A similar input, used on a very few obscure synths, is a ribbon controller, which replaces the ring with a reactive ribbon; you place your finger on the ribbon and it breaks the circuit, generating a specific frequency. You can buy these to add on to old analog synths or as MIDI controllers.
Ribbon controllers tend to be expensive — not as expensive as an ondes Martenot, but I usually see them for a few hundred dollars. Outside my budget for something I’d only use rarely.
Which brings us back to the iPad. The iPad has a touch screen, which means it can very easily be used as a virtual ribbon controller. Beyond that, though, there have been several software instruments designed for the iPad and iPhone which take even better advantage of the device’s interface.
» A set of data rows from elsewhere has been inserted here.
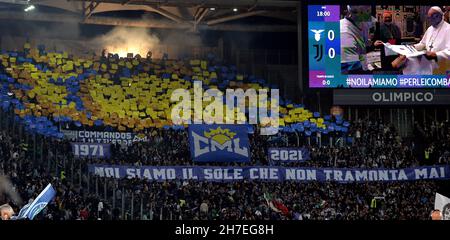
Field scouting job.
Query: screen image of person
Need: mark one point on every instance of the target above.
(353, 39)
(389, 32)
(436, 43)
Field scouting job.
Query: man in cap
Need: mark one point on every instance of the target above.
(436, 43)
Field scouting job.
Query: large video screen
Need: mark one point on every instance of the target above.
(363, 46)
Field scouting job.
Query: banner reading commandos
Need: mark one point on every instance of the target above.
(391, 97)
(219, 143)
(224, 174)
(104, 137)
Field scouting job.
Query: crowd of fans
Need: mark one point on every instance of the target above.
(368, 144)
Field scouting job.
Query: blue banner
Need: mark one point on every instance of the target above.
(97, 150)
(286, 155)
(269, 173)
(219, 143)
(32, 209)
(127, 138)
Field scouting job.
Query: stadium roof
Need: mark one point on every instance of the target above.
(229, 15)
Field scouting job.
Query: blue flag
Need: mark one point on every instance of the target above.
(31, 210)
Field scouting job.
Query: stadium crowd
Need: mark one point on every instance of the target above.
(83, 196)
(94, 93)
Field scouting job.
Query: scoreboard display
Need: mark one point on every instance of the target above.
(343, 50)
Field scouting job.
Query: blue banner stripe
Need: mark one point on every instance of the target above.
(219, 143)
(269, 173)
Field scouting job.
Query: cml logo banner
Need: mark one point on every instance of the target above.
(219, 143)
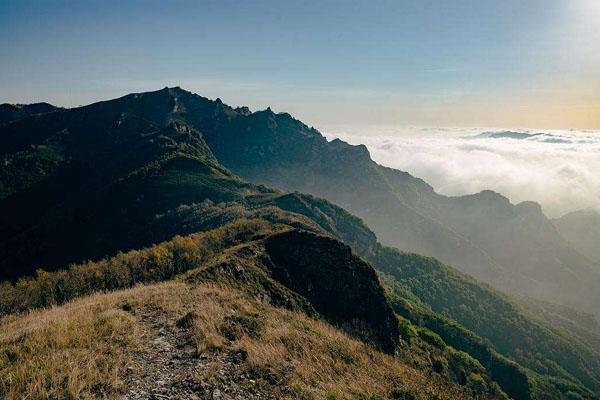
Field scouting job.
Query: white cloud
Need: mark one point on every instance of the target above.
(558, 169)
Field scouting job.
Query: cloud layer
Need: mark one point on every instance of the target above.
(558, 169)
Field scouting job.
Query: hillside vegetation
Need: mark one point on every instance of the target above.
(244, 341)
(132, 192)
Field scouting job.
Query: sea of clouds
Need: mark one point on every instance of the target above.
(560, 169)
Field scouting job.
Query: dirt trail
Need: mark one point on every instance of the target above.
(169, 367)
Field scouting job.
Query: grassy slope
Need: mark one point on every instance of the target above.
(187, 173)
(286, 353)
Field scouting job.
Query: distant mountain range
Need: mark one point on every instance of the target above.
(582, 230)
(92, 182)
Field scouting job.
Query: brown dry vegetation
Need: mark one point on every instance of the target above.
(86, 348)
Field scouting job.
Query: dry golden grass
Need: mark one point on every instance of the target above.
(80, 350)
(69, 352)
(312, 358)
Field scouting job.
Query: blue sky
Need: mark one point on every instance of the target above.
(465, 62)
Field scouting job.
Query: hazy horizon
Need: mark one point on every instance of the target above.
(464, 63)
(556, 168)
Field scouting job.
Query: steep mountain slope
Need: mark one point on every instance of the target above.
(515, 248)
(13, 112)
(184, 341)
(137, 170)
(582, 231)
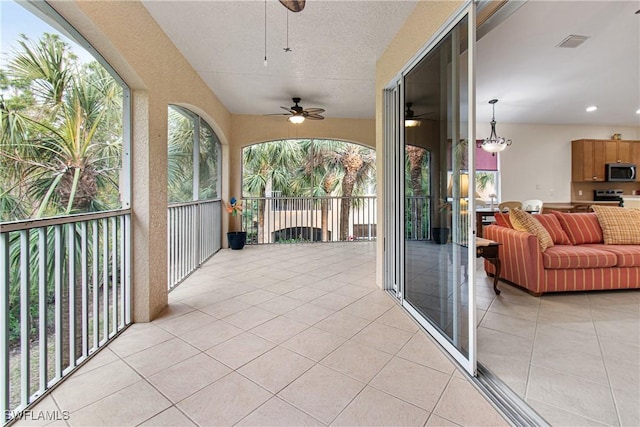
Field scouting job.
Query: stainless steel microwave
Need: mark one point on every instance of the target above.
(621, 172)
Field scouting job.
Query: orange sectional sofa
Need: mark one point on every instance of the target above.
(578, 260)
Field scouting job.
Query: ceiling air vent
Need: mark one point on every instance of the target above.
(572, 41)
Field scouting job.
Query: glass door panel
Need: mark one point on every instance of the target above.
(437, 228)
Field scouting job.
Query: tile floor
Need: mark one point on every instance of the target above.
(574, 357)
(275, 336)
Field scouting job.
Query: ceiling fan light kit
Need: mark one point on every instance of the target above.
(493, 143)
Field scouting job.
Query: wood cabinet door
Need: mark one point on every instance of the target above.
(596, 172)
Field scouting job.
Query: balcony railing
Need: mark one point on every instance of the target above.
(309, 219)
(193, 235)
(65, 292)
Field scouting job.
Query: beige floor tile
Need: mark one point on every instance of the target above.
(437, 421)
(82, 390)
(160, 356)
(306, 294)
(366, 309)
(322, 392)
(204, 299)
(464, 405)
(513, 371)
(353, 291)
(279, 329)
(240, 349)
(383, 337)
(333, 301)
(281, 304)
(399, 319)
(225, 402)
(510, 325)
(342, 324)
(257, 296)
(577, 395)
(187, 322)
(277, 412)
(628, 406)
(226, 308)
(422, 350)
(356, 360)
(314, 343)
(375, 408)
(490, 341)
(416, 384)
(174, 309)
(585, 365)
(249, 318)
(275, 369)
(43, 413)
(187, 377)
(134, 340)
(101, 358)
(211, 334)
(134, 404)
(559, 417)
(171, 417)
(309, 314)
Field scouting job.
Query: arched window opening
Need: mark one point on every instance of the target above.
(308, 190)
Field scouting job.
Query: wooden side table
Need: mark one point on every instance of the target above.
(489, 250)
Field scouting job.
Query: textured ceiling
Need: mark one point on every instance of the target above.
(335, 45)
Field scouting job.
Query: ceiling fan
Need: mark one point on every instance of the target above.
(297, 114)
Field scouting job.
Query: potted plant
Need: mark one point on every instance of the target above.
(237, 238)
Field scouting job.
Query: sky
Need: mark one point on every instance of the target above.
(16, 20)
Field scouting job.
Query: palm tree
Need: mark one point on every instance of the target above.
(269, 165)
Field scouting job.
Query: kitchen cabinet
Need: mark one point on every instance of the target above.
(589, 157)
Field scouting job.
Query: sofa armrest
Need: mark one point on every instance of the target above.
(520, 256)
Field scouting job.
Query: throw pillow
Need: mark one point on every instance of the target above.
(552, 225)
(524, 221)
(582, 227)
(620, 226)
(502, 219)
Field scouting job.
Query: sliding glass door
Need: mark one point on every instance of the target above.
(435, 170)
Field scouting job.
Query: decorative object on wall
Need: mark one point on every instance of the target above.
(494, 144)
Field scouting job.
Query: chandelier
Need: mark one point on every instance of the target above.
(494, 144)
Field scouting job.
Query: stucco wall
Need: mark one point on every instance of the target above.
(135, 46)
(419, 28)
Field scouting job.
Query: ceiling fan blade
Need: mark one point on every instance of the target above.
(293, 5)
(314, 117)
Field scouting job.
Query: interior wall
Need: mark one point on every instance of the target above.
(538, 163)
(158, 75)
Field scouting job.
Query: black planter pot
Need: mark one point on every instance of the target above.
(440, 235)
(237, 239)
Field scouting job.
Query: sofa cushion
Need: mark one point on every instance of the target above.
(582, 227)
(627, 255)
(524, 221)
(552, 225)
(568, 257)
(502, 219)
(620, 226)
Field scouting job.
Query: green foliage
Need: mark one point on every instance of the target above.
(61, 140)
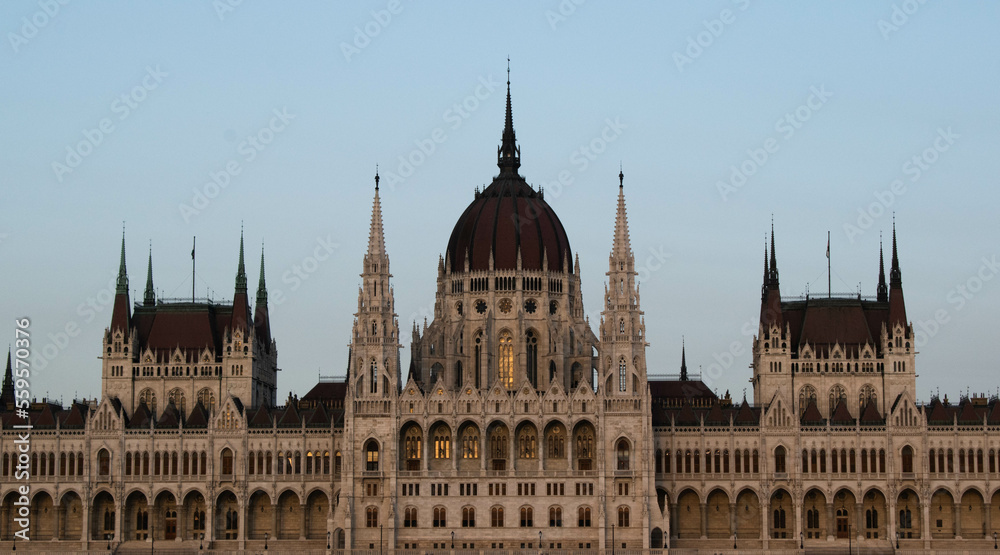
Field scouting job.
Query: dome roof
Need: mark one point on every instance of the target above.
(506, 217)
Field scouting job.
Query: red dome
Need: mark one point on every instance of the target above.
(508, 215)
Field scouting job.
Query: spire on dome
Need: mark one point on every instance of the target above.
(241, 271)
(622, 247)
(149, 296)
(508, 154)
(122, 288)
(376, 236)
(683, 362)
(883, 293)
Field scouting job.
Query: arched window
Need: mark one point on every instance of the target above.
(505, 360)
(555, 517)
(527, 443)
(227, 461)
(527, 517)
(532, 352)
(622, 374)
(623, 517)
(470, 443)
(412, 447)
(440, 517)
(371, 456)
(623, 454)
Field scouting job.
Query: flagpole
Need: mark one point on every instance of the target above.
(829, 290)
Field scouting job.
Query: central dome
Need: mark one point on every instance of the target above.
(506, 217)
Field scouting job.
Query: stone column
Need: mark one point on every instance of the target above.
(859, 510)
(673, 520)
(302, 524)
(831, 523)
(704, 520)
(957, 511)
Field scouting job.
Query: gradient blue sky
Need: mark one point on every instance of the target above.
(897, 85)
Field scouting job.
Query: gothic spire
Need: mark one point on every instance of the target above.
(683, 362)
(122, 288)
(261, 285)
(895, 277)
(7, 393)
(149, 297)
(241, 271)
(772, 276)
(883, 293)
(508, 154)
(622, 247)
(376, 236)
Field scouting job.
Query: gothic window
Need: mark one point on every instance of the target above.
(527, 517)
(505, 362)
(555, 442)
(622, 372)
(623, 454)
(527, 443)
(470, 443)
(532, 348)
(147, 396)
(371, 456)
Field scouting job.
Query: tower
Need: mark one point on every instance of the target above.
(623, 328)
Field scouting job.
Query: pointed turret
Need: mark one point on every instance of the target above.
(7, 393)
(508, 154)
(770, 308)
(261, 319)
(241, 303)
(622, 247)
(897, 308)
(683, 362)
(149, 296)
(121, 313)
(883, 291)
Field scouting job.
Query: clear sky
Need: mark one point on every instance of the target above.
(828, 116)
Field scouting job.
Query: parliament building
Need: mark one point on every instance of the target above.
(515, 425)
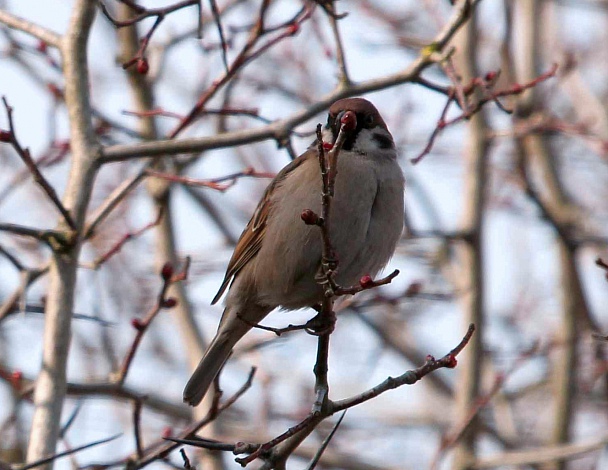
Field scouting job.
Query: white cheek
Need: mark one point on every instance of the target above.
(366, 143)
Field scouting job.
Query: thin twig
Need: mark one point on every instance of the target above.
(31, 165)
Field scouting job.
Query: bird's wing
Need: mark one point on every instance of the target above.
(251, 239)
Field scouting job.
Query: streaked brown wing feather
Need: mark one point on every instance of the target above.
(250, 240)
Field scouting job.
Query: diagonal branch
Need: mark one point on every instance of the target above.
(11, 137)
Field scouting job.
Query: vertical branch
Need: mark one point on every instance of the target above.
(536, 152)
(142, 93)
(51, 384)
(476, 155)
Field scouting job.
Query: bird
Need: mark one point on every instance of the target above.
(277, 256)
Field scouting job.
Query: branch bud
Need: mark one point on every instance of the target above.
(142, 66)
(309, 217)
(137, 324)
(366, 282)
(452, 361)
(293, 28)
(6, 136)
(167, 271)
(349, 121)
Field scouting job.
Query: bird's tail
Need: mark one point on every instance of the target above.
(231, 330)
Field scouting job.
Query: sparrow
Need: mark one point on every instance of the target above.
(278, 256)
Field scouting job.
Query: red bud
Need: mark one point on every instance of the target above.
(6, 136)
(452, 362)
(142, 66)
(366, 282)
(137, 324)
(309, 217)
(349, 121)
(16, 378)
(167, 271)
(293, 28)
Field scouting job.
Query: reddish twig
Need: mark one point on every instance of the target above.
(11, 138)
(485, 84)
(142, 13)
(215, 183)
(245, 56)
(408, 378)
(125, 238)
(141, 325)
(137, 427)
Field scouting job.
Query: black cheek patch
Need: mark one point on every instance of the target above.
(384, 142)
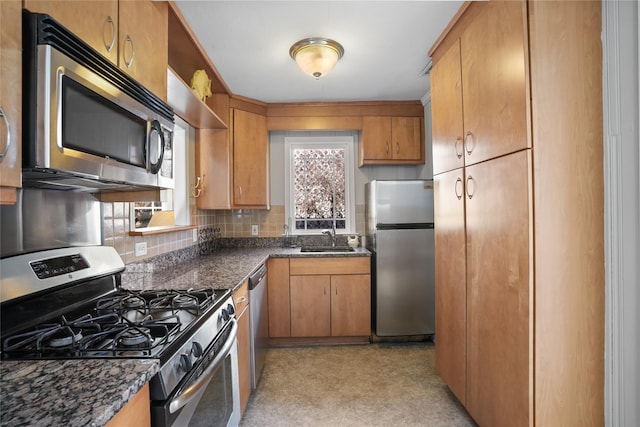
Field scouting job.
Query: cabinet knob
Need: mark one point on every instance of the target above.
(129, 61)
(470, 187)
(468, 145)
(8, 139)
(457, 185)
(459, 144)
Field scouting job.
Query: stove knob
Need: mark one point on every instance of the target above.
(185, 362)
(196, 349)
(230, 309)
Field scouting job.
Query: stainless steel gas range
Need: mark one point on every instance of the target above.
(68, 303)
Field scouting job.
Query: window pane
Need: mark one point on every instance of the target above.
(319, 185)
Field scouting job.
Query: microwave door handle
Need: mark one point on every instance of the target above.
(154, 126)
(187, 395)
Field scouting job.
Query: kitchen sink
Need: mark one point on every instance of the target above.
(326, 249)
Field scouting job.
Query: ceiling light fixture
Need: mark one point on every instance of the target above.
(316, 56)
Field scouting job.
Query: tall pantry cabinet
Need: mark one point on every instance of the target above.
(517, 147)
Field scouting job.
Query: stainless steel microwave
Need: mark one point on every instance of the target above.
(87, 125)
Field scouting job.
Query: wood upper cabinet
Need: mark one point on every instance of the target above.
(250, 160)
(446, 111)
(392, 140)
(495, 82)
(483, 72)
(95, 22)
(241, 302)
(142, 43)
(278, 298)
(131, 34)
(10, 100)
(451, 279)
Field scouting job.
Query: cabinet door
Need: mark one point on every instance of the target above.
(499, 290)
(250, 160)
(278, 298)
(450, 276)
(10, 99)
(408, 143)
(495, 82)
(95, 22)
(376, 138)
(143, 41)
(446, 107)
(241, 301)
(310, 306)
(351, 305)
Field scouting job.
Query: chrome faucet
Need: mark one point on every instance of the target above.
(332, 235)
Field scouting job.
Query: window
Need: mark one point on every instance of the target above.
(320, 184)
(173, 208)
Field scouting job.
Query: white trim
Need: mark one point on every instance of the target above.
(348, 142)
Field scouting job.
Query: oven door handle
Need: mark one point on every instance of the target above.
(187, 395)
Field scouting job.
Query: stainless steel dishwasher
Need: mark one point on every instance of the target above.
(259, 322)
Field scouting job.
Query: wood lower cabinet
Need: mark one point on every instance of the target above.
(131, 34)
(519, 285)
(278, 298)
(319, 297)
(330, 297)
(10, 100)
(241, 301)
(135, 413)
(392, 140)
(451, 280)
(310, 306)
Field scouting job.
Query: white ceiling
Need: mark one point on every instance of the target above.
(386, 46)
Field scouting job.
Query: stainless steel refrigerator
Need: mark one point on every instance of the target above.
(400, 235)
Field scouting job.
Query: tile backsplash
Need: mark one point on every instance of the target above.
(226, 223)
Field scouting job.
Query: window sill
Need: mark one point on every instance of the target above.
(161, 229)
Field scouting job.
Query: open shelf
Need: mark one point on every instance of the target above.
(187, 105)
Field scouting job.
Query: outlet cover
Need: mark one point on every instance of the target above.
(141, 248)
My current favorite is Bebot. Bebot is a small synth app that displays a cute robot on screen. As you touch the screen in various places, the robot “sings” the note you’re playing. Sounds like a toy, right? But in fact, Bebot is a deceptively powerful little synth. Moving your fingers along the X axis of the screen controls pitch; depending upon which synth voice you’re using, Y axis controls either volume or filter. Here’s a dude messing around with it on the iPad.
A simple tool, but it’s capable of some fairly beautiful output. The only drawback to Bebot is that you can’t record within the app; you need to output it into something else.
Bebot can “autotune” your playing to discrete Western half-tone notes (or whatever scale you choose; you can make Bebot only play in E-minor, for example, by selecting the notes used in the preferences panel). Or, like an ondes Martenot, you can use it as a continuous controller, gliding from note to note, using the onscreen grid or your own ears as a guide. Combine this with the ability to control the velocity of your note by sliding up and down, and you’ve got something that’s most equivalent to a fretless bowed string instrument like a cello or violin. Bebot sounds nothing like these instruments…but you could play a violin piece fairly convincingly on it.
My current favorite music app, Nanostudio, has an on-screen piano keyboard to control its built-in Eden synth (of which you can have four simultaneous instances playing). But it’s not physical, it’s just pixels on the screen…meaning you can slide back and forth between notes as you would on a ribbon controller. I’ve discovered that if you set the Eden to monophonic (meaning you can only play a single note at a time) with portamento (meaning one note “slides” to the next”), you can get something that, with a little practice, approximates a continuous controller. What I like is that the glide only happens when you hold notes down; you can still get normal instant notes by playing staccato.
Here’s a snippet of my first attempt at this: a cover of Talking Heads’ “This Must Be The Place (Naive Melody)”. I’ve gotten a bit better at using the Eden since this, but I think this is a cool first attempt. Listen for the synth solo at about 24 seconds in.
I’m really excited about MorphWiz, an instrument endorsed by keyboardist Jordan Rudess of prog-metal outfit Dream Theater. (Not a band I listen to, but the guy’s certainly a talented musician.) It looks a lot like Bebot on crack, adding recording and looping capabilities as well as “morphing” from waveform to waveform.
The interface is a bit Heavy Metal for my taste, but I can deal with that if it works. I’m convinced, deep down, that all synths are meant to be ugly.
If I come up with anything really cool using these tools, I’ll post it up so you can hear my progress.